Lessons from India – Receber e confiar

Acabo de regressar da Índia. Ainda estou a integrar toda a aprendizagem. Foi a primeira vez neste país e uma boa parte da viagem fi-la sozinha!

Posso dizer dizer que é um choque quando lá chegamos mas também é um choque quando voltamos. Apesar de a viagem ter tido um objetivo específico para praticar Yoga, toda uma aprendizagem de vida de vida vem até nós. Nem sempre a que queremos, mas aquela que precisamos.

Neste país tão pobre e tão rico, de costumes e tratos tão diferentes dos nossos, posso dizer que primeiro fiquei impressionada com uma certa rudeza, mas depois, abrindo o coração para este novo mundo, tudo começa a mudar e a aprendizagem começa.

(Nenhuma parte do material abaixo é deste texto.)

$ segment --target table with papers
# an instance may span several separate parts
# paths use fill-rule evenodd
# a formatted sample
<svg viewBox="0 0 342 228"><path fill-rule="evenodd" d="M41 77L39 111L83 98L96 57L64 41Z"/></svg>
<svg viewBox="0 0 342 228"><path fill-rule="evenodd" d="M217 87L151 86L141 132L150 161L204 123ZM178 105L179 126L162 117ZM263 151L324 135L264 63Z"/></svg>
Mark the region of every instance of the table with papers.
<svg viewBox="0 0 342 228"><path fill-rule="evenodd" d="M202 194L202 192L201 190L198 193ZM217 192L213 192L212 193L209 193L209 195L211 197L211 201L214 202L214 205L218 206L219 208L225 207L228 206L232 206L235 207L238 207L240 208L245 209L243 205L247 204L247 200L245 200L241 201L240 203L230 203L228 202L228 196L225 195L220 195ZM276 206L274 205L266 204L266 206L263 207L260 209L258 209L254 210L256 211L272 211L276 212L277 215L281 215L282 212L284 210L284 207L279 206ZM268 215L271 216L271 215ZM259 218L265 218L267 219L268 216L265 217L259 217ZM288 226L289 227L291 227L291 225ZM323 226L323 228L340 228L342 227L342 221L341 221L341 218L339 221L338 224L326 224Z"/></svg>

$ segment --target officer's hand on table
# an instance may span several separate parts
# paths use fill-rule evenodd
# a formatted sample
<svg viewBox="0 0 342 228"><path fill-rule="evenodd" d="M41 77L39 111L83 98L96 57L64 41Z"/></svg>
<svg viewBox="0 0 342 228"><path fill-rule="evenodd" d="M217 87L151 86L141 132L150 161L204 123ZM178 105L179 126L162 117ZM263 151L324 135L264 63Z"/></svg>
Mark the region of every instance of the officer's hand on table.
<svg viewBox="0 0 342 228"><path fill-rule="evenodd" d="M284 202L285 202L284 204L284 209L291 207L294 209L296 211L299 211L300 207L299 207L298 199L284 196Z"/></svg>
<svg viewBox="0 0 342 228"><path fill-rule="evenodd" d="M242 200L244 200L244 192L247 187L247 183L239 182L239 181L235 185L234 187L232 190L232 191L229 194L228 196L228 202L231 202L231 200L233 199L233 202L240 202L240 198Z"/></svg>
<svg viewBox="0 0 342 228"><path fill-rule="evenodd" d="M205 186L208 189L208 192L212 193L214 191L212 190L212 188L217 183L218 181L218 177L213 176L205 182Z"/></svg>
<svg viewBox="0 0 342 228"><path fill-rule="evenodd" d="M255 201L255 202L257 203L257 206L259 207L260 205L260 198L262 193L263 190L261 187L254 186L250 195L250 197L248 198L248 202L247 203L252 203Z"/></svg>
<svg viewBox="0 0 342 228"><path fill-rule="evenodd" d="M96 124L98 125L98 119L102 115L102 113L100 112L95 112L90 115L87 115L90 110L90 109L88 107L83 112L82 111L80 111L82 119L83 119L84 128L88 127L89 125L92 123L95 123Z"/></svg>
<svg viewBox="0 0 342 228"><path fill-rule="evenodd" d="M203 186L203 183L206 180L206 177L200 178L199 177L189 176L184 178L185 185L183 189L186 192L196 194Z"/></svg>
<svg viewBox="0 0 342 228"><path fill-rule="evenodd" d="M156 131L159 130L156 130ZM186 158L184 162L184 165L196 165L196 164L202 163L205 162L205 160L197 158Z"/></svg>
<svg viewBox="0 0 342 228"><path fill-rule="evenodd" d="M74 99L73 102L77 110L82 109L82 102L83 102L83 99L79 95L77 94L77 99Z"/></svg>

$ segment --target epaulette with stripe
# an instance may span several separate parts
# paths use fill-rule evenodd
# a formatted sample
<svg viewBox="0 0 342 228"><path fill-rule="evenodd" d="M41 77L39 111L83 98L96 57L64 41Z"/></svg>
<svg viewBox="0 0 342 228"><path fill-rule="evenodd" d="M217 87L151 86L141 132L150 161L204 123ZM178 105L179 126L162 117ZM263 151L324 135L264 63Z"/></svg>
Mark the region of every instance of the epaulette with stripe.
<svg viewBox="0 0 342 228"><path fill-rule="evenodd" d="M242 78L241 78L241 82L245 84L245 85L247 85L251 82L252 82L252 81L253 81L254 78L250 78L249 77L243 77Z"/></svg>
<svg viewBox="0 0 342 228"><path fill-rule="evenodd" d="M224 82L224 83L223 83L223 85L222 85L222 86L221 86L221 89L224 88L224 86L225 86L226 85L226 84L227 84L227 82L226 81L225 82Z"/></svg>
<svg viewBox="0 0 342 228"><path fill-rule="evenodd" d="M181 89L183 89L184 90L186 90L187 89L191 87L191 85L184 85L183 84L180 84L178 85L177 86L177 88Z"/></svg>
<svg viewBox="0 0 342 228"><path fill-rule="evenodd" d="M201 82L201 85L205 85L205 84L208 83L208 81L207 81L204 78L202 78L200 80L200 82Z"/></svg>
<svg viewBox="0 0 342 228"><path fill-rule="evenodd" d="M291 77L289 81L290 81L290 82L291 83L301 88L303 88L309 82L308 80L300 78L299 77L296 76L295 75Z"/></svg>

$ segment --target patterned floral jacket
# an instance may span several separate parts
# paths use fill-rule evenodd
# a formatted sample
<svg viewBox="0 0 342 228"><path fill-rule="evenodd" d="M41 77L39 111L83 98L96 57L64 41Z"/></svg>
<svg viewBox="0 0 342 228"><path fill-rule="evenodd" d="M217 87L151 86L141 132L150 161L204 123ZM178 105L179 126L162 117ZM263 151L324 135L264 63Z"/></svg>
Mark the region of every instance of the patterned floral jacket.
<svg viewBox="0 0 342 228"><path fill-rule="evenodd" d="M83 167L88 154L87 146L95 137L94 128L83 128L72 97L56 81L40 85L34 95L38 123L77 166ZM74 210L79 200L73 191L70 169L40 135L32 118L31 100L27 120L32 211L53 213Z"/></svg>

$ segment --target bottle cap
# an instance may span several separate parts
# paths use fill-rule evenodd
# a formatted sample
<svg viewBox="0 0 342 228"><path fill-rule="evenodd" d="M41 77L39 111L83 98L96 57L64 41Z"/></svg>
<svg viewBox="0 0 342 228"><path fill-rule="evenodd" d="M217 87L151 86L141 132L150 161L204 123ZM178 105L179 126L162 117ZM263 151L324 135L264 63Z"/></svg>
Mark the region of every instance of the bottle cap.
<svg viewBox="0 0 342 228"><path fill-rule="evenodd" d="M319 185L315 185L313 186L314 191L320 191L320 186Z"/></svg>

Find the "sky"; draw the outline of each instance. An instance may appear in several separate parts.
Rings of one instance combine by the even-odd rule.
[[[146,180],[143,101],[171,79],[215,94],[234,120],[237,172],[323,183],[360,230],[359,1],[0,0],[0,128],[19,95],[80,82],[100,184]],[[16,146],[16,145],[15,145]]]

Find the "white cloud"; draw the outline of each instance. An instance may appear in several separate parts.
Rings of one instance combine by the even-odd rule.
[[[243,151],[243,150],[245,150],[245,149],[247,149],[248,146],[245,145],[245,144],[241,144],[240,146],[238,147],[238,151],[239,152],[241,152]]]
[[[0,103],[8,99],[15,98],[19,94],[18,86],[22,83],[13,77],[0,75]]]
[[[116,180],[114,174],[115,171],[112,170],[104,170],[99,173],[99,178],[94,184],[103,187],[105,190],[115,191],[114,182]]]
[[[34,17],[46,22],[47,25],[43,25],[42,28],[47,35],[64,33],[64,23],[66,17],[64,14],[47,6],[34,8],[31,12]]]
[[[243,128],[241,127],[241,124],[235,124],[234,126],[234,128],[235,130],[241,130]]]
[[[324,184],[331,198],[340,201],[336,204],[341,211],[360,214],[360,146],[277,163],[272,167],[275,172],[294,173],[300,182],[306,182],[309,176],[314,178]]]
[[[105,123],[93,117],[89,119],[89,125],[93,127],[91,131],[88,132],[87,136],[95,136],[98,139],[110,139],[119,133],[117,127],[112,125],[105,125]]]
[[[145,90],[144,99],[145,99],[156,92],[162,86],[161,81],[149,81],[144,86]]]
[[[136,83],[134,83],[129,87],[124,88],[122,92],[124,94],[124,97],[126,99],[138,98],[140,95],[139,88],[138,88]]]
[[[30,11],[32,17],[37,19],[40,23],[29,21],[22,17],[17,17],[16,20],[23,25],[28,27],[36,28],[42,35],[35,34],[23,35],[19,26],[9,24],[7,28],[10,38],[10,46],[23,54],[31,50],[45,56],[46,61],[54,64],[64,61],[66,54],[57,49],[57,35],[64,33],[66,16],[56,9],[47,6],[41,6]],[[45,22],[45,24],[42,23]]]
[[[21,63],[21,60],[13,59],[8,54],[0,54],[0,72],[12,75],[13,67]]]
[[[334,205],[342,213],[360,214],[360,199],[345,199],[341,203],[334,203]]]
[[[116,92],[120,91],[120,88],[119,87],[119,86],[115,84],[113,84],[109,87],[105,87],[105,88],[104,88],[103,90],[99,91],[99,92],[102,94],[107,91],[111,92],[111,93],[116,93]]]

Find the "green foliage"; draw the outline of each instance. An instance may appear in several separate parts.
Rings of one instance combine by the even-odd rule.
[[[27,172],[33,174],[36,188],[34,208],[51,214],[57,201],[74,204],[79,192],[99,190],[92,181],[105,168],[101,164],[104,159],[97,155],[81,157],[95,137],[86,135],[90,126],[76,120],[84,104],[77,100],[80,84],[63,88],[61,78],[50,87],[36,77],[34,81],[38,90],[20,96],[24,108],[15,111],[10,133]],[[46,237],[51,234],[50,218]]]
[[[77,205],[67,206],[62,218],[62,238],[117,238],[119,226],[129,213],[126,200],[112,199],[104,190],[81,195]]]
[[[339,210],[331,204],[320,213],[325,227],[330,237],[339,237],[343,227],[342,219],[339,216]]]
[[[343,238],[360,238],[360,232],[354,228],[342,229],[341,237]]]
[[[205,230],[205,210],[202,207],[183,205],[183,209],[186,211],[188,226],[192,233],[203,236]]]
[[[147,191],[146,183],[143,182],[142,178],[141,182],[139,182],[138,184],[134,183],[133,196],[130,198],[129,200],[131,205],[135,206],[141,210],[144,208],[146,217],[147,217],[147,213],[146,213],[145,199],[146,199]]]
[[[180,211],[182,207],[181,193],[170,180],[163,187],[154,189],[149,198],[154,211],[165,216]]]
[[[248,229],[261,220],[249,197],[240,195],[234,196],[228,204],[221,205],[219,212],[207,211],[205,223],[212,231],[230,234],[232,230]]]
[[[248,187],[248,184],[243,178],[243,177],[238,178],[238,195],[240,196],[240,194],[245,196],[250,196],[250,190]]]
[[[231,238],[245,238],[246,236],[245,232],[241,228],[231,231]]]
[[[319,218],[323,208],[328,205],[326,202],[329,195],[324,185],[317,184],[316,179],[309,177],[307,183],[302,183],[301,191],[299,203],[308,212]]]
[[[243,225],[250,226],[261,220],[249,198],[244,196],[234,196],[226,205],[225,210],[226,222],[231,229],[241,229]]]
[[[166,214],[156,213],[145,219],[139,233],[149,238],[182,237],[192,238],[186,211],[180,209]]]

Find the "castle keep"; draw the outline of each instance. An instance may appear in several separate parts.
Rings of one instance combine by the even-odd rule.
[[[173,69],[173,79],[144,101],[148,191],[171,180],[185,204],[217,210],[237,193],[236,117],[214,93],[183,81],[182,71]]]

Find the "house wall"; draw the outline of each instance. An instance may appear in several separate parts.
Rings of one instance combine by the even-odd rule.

A sensação estranha ao voltar é ver todo o conforto e regras que nos rodeiam aqui no ocidente e mesmo assim um sentimento de tristeza e “incompletude” tão generalizado.

Estaremos a procurar no sítio certo?

Estaremos a priorizar o que realmente importa? A flexibilidade para saber fluir com a vida, para ter a abertura para ver sempre os planos que fazemos sempre a serem alterados é algo de facto que esta viagem nos ensina.

Por muito boas intenções que tenhamos, a Índia tem sempre a capacidade de nos trocar as voltas e, apesar disso, ESTÁ TUDO BEM.

De maneira mais ou menos fácil, mais ou menos rápida, tudo se acaba por resolver. Aqui gostamos muito de andar a correr. Mas atrás de quê mesmo? Será que o vamos saber quando chegarmos ao fim das nossas vidas?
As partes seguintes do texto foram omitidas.